National Popular Vote v Electoral College

In a recent Clear the Air column, Robert Sulnick devoted lengthy paragraphs deploring the effects on U.S. presidential elections of its Electoral College requirements.

In 2010, I spent an entire TV Santa Barbara program excoriating then-governor Arnold Schwarzenneger for twice vetoing the wishes of both California legislative houses to have the state join the National Popular Vote compact, the only viable alternative to have the U.S. president and vice-president elected by majority national vote.

Casting about for a solution for the 2020 presidential election to ensure the defeat of Donald Trump, Sulnick has concluded: Don't dare vote for a third party candidate.

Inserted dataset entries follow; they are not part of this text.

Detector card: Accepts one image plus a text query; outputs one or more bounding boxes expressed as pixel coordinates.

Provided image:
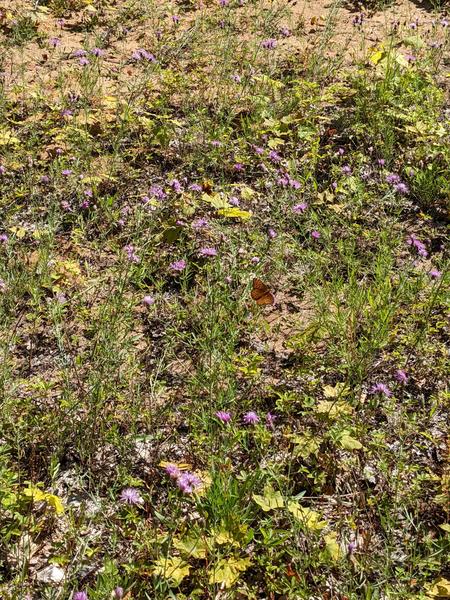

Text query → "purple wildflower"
[406,234,428,258]
[370,383,392,398]
[120,488,144,504]
[177,472,202,494]
[123,244,141,263]
[169,259,186,272]
[169,179,183,194]
[292,202,308,214]
[261,38,278,50]
[148,185,167,200]
[164,464,181,479]
[386,173,401,185]
[192,218,208,229]
[394,181,409,195]
[198,248,217,258]
[428,269,442,279]
[395,369,408,383]
[342,165,352,175]
[269,150,281,163]
[266,412,276,429]
[215,410,231,423]
[243,410,259,425]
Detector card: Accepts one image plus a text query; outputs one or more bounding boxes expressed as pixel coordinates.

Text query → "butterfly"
[251,277,275,306]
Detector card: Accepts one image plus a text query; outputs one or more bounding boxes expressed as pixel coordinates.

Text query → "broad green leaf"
[173,537,209,558]
[288,500,328,531]
[339,431,363,450]
[316,400,353,417]
[253,485,284,512]
[209,558,251,588]
[323,531,342,561]
[153,556,190,585]
[289,432,321,458]
[217,206,252,221]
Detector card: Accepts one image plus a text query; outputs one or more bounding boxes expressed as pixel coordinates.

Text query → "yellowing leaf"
[289,431,321,458]
[369,49,386,65]
[339,431,363,450]
[288,500,328,531]
[202,192,230,209]
[218,206,252,221]
[45,494,64,516]
[173,537,209,558]
[153,556,190,585]
[253,485,284,512]
[159,460,192,471]
[316,400,353,417]
[323,382,348,398]
[209,558,251,588]
[324,531,342,561]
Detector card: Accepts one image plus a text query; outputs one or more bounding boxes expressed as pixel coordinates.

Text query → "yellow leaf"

Polls have shown, he tells us, that if no one had supported Green Party candidate Jill Stein, Hillary Clinton would be our president.

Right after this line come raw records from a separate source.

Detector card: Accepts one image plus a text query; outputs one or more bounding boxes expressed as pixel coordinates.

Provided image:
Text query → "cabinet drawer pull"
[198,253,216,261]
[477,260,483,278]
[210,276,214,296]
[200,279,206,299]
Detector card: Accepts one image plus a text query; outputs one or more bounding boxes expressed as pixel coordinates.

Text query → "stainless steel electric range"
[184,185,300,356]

As a political independent who concluded years ago that both political parties were corrupted by money, and who voted for Jill Stein, I have some advice for the writer:

Nominate again someone like Hillary Clinton and you'll get the same result. The support for this money-grubbing politico — who in collaboration with then Democratic Party National Committee chair Debbie Wasserman-Schultz arranged to have few primary debates with Sen. Bernie Sanders (to Clinton's advantage); who accepted from former DNC Chair Donna Brazile information as to the questions she would be asked in these debates; who is the only presidential candidate known to me who went to acting teachers hoping to learn likability — is the cause of your disappointment, not our refusal to join in accepting leadership from such a person.

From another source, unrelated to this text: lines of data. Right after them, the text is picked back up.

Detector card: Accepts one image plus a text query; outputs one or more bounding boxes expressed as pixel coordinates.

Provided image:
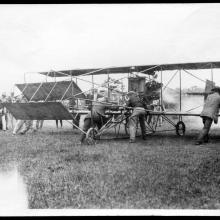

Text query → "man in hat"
[80,96,109,143]
[126,91,146,143]
[195,86,220,145]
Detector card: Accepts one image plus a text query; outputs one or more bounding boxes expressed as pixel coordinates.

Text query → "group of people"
[0,86,220,145]
[80,91,150,143]
[80,86,220,145]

Polls have also shown that had Sanders — who accepted no PAC money — been nominated as the Democratic Party presidential candidate, he would have beaten Donald Trump. In the primaries I voted for Sanders. Did you?

To those who may not have boned up on this issue:

The National Popular Vote is a compact between states, ratified by their legislatures and governors, that agrees that when the electoral votes of joining states achieves an electoral college majority, then all compact states will give their electoral votes to the presidential candidate who receives the greatest popular vote.

California joined when Democrat Jerry Brown became governor, who accepted the legislatures' votes. It has been enacted into law in 12 states with 172 electoral votes (CA, CT, DC, HI, IL, MA, MD, NJ, NY, RI, VT, WA.)

The bill is now on the desks of governors in three additional states: Delaware, Colorado, and New Mexico. If all three bills are signed, the National Popular Vote compact will have been enacted into law by states possessing 189 electoral votes — 81 electoral votes short of the number (270) that the bill needs to take effect.